Prepare the crust: Preheat the oven to 325°F (163°C). Grease and line the bottom of a 9-inch springform pan with parchment paper. Combine Biscoff cookie crumbs, sugar, and melted butter, then press into the pan. Bake for 8-10 minutes, then cool.

  1. Prepare the filling: Beat softened cream cheese, sugar, and vanilla extract until smooth. Add eggs, one at a time, mixing well after each addition. Stir in sour cream, heavy cream, flour, and salt until combined.
  2. Bake the cheesecake: Pour the filling into the cooled crust and smooth the top. Bake for 55-60 minutes, or until the edges are set and the center is slightly jiggly. Turn off the oven and cool for 1 hour, then refrigerate for at least 4 hours, or overnight.
  3. Prepare the topping: Drizzle caramel sauce and melted chocolate over the chilled cheesecake.

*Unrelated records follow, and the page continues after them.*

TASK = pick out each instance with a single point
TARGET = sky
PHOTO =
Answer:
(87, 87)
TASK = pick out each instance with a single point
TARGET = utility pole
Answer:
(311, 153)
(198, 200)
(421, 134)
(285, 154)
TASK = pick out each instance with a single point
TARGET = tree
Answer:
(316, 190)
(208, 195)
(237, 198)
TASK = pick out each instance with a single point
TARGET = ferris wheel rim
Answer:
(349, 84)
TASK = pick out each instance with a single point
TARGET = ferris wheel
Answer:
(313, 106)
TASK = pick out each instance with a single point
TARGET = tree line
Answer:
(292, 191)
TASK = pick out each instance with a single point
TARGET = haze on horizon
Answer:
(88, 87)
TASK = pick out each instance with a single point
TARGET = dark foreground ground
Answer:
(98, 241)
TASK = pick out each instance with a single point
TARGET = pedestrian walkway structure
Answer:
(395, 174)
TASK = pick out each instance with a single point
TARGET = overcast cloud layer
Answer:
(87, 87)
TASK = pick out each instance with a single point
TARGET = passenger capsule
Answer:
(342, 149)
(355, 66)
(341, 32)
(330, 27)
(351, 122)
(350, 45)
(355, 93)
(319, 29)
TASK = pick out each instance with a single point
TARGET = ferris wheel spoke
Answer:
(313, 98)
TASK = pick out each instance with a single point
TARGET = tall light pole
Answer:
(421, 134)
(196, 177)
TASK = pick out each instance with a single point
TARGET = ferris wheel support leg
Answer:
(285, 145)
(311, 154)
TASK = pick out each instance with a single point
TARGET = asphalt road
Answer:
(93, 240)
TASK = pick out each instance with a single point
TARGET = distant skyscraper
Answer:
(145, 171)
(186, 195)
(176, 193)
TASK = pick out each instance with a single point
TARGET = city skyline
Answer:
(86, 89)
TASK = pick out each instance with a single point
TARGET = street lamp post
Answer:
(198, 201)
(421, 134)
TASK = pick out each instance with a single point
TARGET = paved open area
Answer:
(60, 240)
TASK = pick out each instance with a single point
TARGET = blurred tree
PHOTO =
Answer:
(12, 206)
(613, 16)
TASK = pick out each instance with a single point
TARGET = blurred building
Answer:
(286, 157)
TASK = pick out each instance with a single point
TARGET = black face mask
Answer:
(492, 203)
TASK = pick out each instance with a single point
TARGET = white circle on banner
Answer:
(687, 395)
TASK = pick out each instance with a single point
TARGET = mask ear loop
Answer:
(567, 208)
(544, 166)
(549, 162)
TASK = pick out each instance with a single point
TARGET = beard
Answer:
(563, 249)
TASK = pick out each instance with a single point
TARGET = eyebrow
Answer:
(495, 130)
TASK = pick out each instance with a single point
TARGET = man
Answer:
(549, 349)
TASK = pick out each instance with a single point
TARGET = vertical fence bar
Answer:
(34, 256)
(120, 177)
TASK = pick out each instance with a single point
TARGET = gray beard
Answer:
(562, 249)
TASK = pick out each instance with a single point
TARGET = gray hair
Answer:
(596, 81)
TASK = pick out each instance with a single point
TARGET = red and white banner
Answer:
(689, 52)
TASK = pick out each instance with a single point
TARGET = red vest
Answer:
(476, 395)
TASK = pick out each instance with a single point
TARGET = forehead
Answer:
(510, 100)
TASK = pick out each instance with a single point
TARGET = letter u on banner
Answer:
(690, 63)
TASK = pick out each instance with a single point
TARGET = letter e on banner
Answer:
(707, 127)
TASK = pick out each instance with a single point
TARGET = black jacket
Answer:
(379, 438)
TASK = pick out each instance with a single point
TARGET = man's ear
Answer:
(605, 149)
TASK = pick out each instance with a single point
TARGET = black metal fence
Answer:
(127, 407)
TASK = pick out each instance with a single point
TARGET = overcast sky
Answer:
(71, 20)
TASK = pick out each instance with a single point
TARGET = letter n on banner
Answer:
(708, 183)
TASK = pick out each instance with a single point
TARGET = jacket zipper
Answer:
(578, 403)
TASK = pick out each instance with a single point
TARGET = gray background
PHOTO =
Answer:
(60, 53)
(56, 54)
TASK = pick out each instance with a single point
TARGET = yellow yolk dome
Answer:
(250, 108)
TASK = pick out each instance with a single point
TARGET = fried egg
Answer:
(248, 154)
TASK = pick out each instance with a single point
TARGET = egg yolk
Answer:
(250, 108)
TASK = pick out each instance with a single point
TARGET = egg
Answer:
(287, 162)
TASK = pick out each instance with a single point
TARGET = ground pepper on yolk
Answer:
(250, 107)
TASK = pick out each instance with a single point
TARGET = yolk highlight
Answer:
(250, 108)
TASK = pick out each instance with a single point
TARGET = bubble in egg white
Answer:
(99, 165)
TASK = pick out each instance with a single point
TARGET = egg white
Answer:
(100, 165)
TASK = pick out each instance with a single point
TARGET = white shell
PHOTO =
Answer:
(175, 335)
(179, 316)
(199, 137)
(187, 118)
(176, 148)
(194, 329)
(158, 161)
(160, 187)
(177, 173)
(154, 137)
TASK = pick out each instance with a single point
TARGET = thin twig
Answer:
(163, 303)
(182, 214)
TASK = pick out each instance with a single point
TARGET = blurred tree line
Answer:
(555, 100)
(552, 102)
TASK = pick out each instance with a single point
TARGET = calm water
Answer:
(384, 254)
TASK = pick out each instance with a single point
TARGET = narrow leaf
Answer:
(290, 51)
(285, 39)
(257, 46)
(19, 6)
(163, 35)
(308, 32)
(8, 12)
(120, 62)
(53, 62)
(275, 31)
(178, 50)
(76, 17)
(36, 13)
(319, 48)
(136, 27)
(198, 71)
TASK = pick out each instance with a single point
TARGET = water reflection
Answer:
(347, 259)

Sprinkle with toasted pecans and garnish with whipped cream, if desired.
  4. Serve: Carefully remove the cheesecake from the springform pan and transfer to a serving platter. Slice and serve chilled.

Notes

  • For a more intense flavor, add a pinch of sea salt on top of the caramel sauce for a salted caramel twist.
  • This cheesecake tastes even better after being chilled overnight.
  • Store leftover cheesecake in an airtight container for up to 5 days or freeze for up to 2 months (without the toppings).